Llegamos y saludamos al equipo que fabrica baldosines. Miles de piezas hechas a mano, de diferentes colores, con las que se confeccionarán, muy muy pronto, los suelos de “Aminata”.

Dejamos el aula de botellas a la derecha, para continuar hacia los edificios del Centro Cultural. Este fin de semana fue la inauguración de esta pequeña aula circular, y desde entonces, está repleta de niños y niñas, de entre 4 y 5 años, que van por la mañana y llenan de chillidos y risas la obra. De hecho, este fin de semana, hubo un festival organizado por Hahatay, con muchísimos eventos, para celebrar la inauguración de esta preciosa aula. Hicimos una marcha por el pueblo, hubo teatro, danza, un torneo de baloncesto, y un concierto de Mama Sadio. (¡¡Escuchadla que es buenísima!!)

La construcción de los edificios es vertiginosa. Del primer edificio construido, la Administración, tan solo quedan las carpinterías y los suelos. En el módulo de la Biblioteca, por su parte, está a punto de construirse la cubierta. Llegamos al módulo 4, que es en el que más centrados hemos estado, junto con los baños. A los 3 días de llegar, empezamos con la excavación de la cimentación, y ya están levantados más de la mitad de los muros. ¡Es increíble lo rápido que avanza! A la derecha del todo se sitúan los baños, que ya empiezan a tomar forma, y en los que están a punto de comenzar los trabajos de construcción de la cubierta.

Cuando llegamos, vimos lo que se había hecho, con sus aciertos y sus errores, los discutimos con Papyuf, Birane, Mamadou y Pablo, y con Zalle, que es el constructor de cerchas. Siempre vamos pensando entre todos, la mejor manera de arreglar los hándicaps que nos vamos encontrando, y planeamos cuales van a ser los siguientes pasos para planearlos, dibujarlos, estudiarlos, y pasarnos parte de la tarde pegados al ordenador, que son nuestros compañeros forzados de viaje.

[14:00] Hora del almuerzo. Comemos todos juntos. Quizás lo que más valoro de esta aventura, el que casi todo sea colectivo. No hay platos para cada uno, sino que comemos de una gran fuente ovalada. Toca “Chebuyen”, o “mafen” (otro día un post especial de comidas), o cualquier plato que se les ocurra hacer a Marem y a Xadi.

[17:00] Por la tarde trabajamos en el diseño de la obra, y ocasionalmente, un rato antes del atardecer, nos vamos a Saint Louis. Esta ciudad se merece otro post para ella solita. A veces visitamos el “Teranga”, o el “Zebra”, locales paradisiacos a la orilla del mar, donde tomarnos una cerveza, deleitarnos viendo pescar a los pelícanos…  o cualquier otro plan que surja.

[20:00] Cenamos. Todos juntos, por supuesto.

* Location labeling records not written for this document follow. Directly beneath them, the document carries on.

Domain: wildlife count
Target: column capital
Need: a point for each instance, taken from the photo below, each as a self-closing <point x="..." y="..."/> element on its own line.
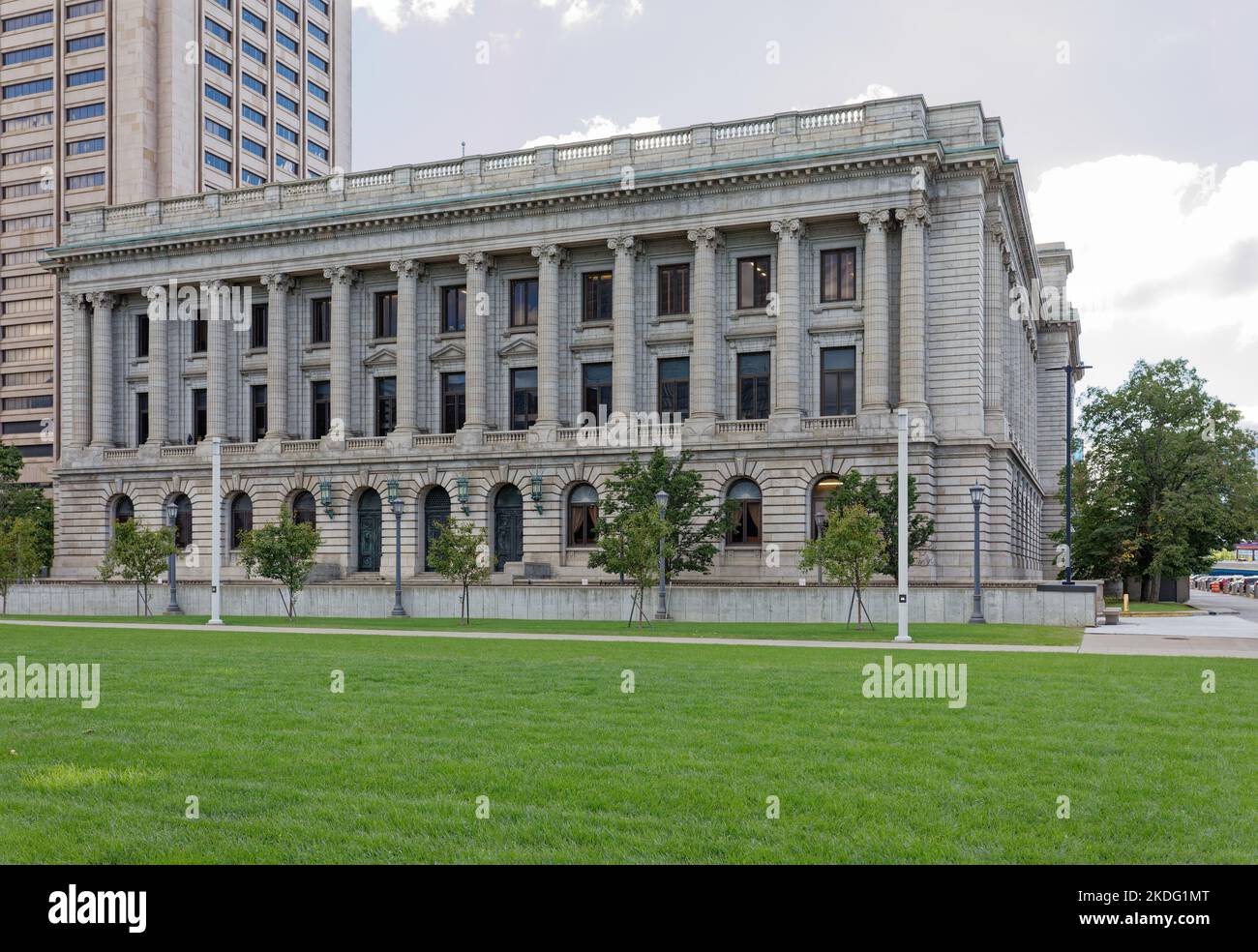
<point x="788" y="227"/>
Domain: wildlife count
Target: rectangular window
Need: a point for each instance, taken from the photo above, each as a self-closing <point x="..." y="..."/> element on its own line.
<point x="454" y="309"/>
<point x="386" y="405"/>
<point x="596" y="389"/>
<point x="256" y="411"/>
<point x="838" y="381"/>
<point x="321" y="321"/>
<point x="321" y="409"/>
<point x="674" y="289"/>
<point x="839" y="275"/>
<point x="453" y="402"/>
<point x="386" y="313"/>
<point x="200" y="415"/>
<point x="754" y="282"/>
<point x="674" y="386"/>
<point x="524" y="398"/>
<point x="595" y="297"/>
<point x="753" y="386"/>
<point x="524" y="302"/>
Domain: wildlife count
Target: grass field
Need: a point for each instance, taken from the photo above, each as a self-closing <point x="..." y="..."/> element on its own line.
<point x="799" y="632"/>
<point x="579" y="771"/>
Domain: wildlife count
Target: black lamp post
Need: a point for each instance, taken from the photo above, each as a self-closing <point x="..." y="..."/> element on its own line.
<point x="976" y="615"/>
<point x="171" y="560"/>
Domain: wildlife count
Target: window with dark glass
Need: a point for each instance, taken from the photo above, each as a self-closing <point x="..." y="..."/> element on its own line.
<point x="256" y="411"/>
<point x="596" y="388"/>
<point x="386" y="313"/>
<point x="595" y="297"/>
<point x="754" y="282"/>
<point x="839" y="275"/>
<point x="674" y="289"/>
<point x="259" y="317"/>
<point x="524" y="302"/>
<point x="321" y="409"/>
<point x="321" y="321"/>
<point x="524" y="398"/>
<point x="583" y="516"/>
<point x="386" y="405"/>
<point x="200" y="420"/>
<point x="453" y="402"/>
<point x="745" y="528"/>
<point x="838" y="381"/>
<point x="454" y="309"/>
<point x="753" y="386"/>
<point x="674" y="386"/>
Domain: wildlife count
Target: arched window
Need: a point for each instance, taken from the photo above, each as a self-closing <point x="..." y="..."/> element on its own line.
<point x="583" y="516"/>
<point x="745" y="529"/>
<point x="242" y="519"/>
<point x="303" y="508"/>
<point x="825" y="486"/>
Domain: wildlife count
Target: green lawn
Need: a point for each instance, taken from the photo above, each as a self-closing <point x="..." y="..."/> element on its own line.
<point x="577" y="770"/>
<point x="801" y="632"/>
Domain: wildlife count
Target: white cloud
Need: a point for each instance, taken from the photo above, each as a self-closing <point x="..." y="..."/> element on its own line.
<point x="1165" y="264"/>
<point x="598" y="127"/>
<point x="875" y="91"/>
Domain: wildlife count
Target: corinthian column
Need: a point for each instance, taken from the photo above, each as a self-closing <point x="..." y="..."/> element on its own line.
<point x="409" y="273"/>
<point x="159" y="336"/>
<point x="343" y="350"/>
<point x="877" y="314"/>
<point x="788" y="405"/>
<point x="79" y="377"/>
<point x="102" y="370"/>
<point x="278" y="288"/>
<point x="477" y="263"/>
<point x="549" y="258"/>
<point x="624" y="341"/>
<point x="704" y="321"/>
<point x="913" y="309"/>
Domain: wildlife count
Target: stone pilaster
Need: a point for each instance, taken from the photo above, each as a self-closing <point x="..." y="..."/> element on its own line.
<point x="409" y="273"/>
<point x="549" y="259"/>
<point x="624" y="325"/>
<point x="278" y="289"/>
<point x="159" y="348"/>
<point x="102" y="369"/>
<point x="704" y="322"/>
<point x="876" y="366"/>
<point x="788" y="403"/>
<point x="343" y="350"/>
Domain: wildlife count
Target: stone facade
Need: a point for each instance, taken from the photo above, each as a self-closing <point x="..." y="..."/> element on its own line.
<point x="889" y="235"/>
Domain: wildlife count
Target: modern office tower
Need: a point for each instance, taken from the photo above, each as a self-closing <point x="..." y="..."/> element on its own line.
<point x="105" y="102"/>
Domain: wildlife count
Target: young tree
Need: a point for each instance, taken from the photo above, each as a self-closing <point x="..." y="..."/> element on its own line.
<point x="850" y="550"/>
<point x="696" y="522"/>
<point x="284" y="552"/>
<point x="1168" y="477"/>
<point x="19" y="554"/>
<point x="137" y="554"/>
<point x="460" y="552"/>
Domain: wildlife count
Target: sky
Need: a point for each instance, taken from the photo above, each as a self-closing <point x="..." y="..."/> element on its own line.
<point x="1135" y="124"/>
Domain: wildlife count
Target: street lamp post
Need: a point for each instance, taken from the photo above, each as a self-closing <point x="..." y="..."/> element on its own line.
<point x="662" y="610"/>
<point x="976" y="615"/>
<point x="171" y="561"/>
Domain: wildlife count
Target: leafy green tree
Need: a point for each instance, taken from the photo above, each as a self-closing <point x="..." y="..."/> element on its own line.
<point x="20" y="557"/>
<point x="695" y="520"/>
<point x="137" y="554"/>
<point x="1166" y="479"/>
<point x="284" y="552"/>
<point x="850" y="550"/>
<point x="460" y="553"/>
<point x="854" y="490"/>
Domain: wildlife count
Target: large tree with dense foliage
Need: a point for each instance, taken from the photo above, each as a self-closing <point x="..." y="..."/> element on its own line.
<point x="1168" y="477"/>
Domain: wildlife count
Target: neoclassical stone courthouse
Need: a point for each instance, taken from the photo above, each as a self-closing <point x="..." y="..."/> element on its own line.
<point x="772" y="288"/>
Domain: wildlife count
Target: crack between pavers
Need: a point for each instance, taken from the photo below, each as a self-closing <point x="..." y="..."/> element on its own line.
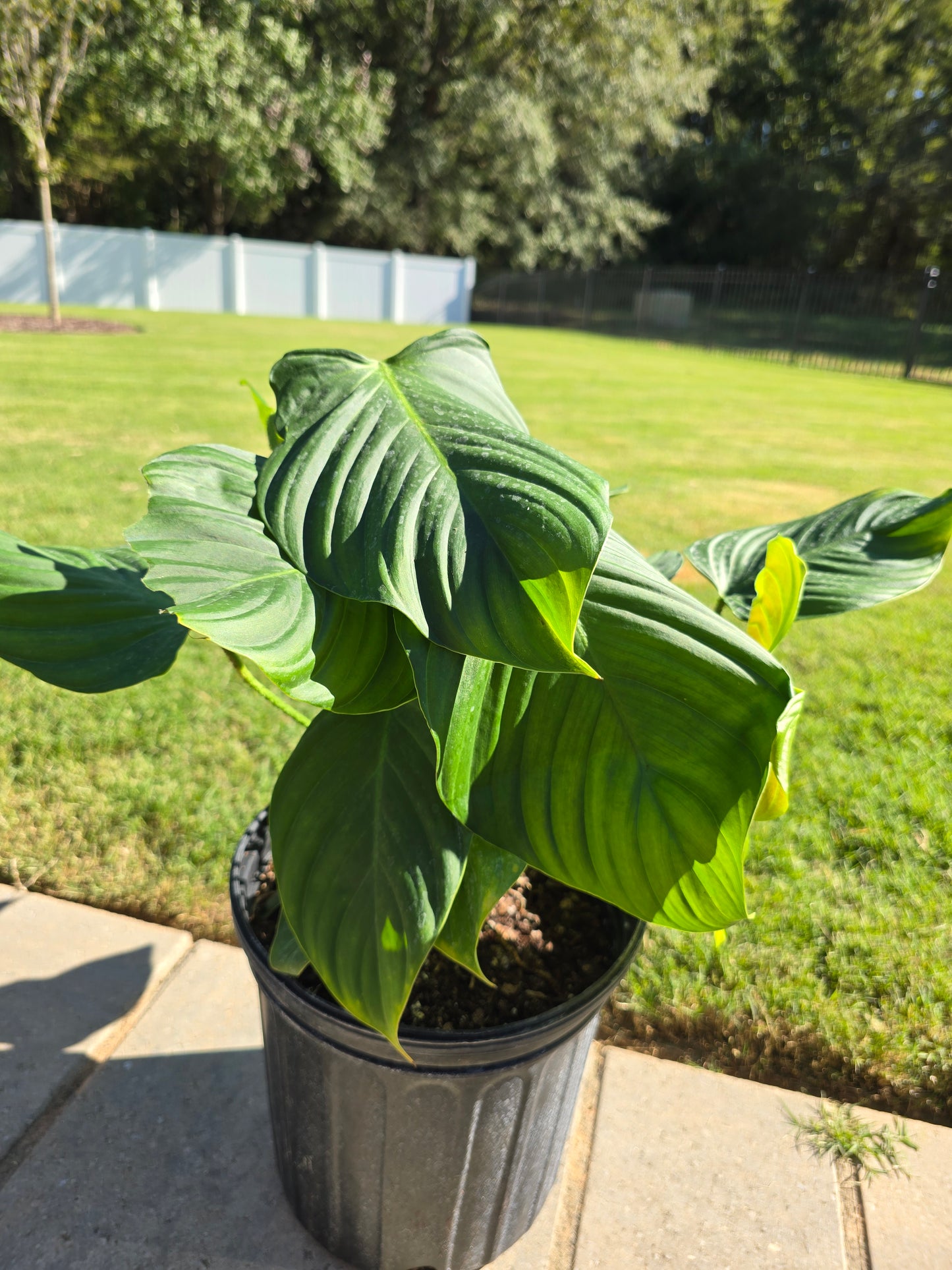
<point x="854" y="1236"/>
<point x="22" y="1147"/>
<point x="578" y="1160"/>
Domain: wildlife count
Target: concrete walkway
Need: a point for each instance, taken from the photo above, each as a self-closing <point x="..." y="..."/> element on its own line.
<point x="134" y="1134"/>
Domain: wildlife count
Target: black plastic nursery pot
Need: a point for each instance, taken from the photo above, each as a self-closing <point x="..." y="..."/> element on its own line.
<point x="439" y="1165"/>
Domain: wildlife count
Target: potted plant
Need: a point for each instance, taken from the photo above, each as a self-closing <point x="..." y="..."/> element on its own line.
<point x="501" y="682"/>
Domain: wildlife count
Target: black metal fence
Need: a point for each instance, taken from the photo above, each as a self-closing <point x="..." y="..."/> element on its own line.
<point x="872" y="323"/>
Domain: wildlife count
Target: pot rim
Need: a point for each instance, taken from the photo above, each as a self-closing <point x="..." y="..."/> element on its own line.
<point x="472" y="1041"/>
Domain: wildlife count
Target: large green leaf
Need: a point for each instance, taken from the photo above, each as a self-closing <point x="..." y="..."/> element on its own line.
<point x="667" y="563"/>
<point x="639" y="788"/>
<point x="366" y="856"/>
<point x="413" y="482"/>
<point x="489" y="875"/>
<point x="206" y="546"/>
<point x="83" y="620"/>
<point x="865" y="552"/>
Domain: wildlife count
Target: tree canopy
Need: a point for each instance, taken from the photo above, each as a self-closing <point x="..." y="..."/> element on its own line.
<point x="527" y="132"/>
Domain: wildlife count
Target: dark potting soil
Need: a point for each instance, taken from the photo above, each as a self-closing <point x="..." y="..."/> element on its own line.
<point x="541" y="945"/>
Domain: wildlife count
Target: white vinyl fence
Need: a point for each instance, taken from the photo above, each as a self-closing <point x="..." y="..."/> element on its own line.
<point x="148" y="270"/>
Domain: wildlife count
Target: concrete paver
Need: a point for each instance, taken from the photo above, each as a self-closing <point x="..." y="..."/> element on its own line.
<point x="909" y="1221"/>
<point x="698" y="1170"/>
<point x="69" y="977"/>
<point x="164" y="1160"/>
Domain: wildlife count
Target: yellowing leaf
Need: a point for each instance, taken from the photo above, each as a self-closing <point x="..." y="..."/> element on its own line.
<point x="775" y="798"/>
<point x="779" y="587"/>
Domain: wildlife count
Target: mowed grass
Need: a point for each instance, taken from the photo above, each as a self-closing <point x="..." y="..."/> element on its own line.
<point x="841" y="982"/>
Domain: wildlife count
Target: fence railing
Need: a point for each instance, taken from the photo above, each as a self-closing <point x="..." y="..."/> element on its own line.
<point x="874" y="323"/>
<point x="148" y="270"/>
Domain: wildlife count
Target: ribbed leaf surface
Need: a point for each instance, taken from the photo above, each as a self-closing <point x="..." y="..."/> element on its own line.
<point x="229" y="581"/>
<point x="413" y="482"/>
<point x="640" y="788"/>
<point x="366" y="856"/>
<point x="861" y="553"/>
<point x="667" y="563"/>
<point x="83" y="620"/>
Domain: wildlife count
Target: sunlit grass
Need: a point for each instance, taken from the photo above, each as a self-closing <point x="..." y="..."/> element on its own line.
<point x="135" y="799"/>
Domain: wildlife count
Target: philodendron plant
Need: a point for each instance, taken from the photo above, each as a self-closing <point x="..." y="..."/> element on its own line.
<point x="501" y="678"/>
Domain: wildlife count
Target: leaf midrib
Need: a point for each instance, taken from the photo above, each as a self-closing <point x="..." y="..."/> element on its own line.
<point x="415" y="418"/>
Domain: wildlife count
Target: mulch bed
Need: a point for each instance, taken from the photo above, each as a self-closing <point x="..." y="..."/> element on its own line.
<point x="22" y="323"/>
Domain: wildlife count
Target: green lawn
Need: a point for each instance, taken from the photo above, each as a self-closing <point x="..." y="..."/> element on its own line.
<point x="842" y="979"/>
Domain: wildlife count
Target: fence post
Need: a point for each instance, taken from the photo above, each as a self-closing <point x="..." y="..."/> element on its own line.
<point x="931" y="279"/>
<point x="319" y="281"/>
<point x="587" y="300"/>
<point x="540" y="299"/>
<point x="235" y="299"/>
<point x="642" y="300"/>
<point x="800" y="313"/>
<point x="398" y="286"/>
<point x="150" y="278"/>
<point x="468" y="281"/>
<point x="715" y="303"/>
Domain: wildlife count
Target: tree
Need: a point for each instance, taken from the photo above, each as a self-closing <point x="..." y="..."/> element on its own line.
<point x="827" y="139"/>
<point x="517" y="126"/>
<point x="42" y="42"/>
<point x="225" y="109"/>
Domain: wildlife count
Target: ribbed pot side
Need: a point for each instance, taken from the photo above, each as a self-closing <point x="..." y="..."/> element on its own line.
<point x="441" y="1165"/>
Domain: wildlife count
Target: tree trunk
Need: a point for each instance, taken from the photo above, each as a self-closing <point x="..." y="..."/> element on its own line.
<point x="46" y="211"/>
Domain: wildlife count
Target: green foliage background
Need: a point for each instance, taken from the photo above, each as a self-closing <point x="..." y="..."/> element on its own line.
<point x="773" y="132"/>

[22:00] Deborah y yo bajo la mosquitera, con el frontal encendido, leyendo unos minutos antes de caer dormidos. Sueño que solo será interrumpido por los miles de tipos de pájaros, con sus cantos diferentes, unidos a los cantos religiosos que pasean toda la noche, a través de los altavoces de los minaretes en las mezquitas, junto a las llamadas al rezo de los imanes, que despiertan a los gallos, los cuales a su vez, empiezan a cantar.

En definitiva, aprendemos muchísimo, y disfrutamos todavía más.

En una semana, más noticias desde Gandiol.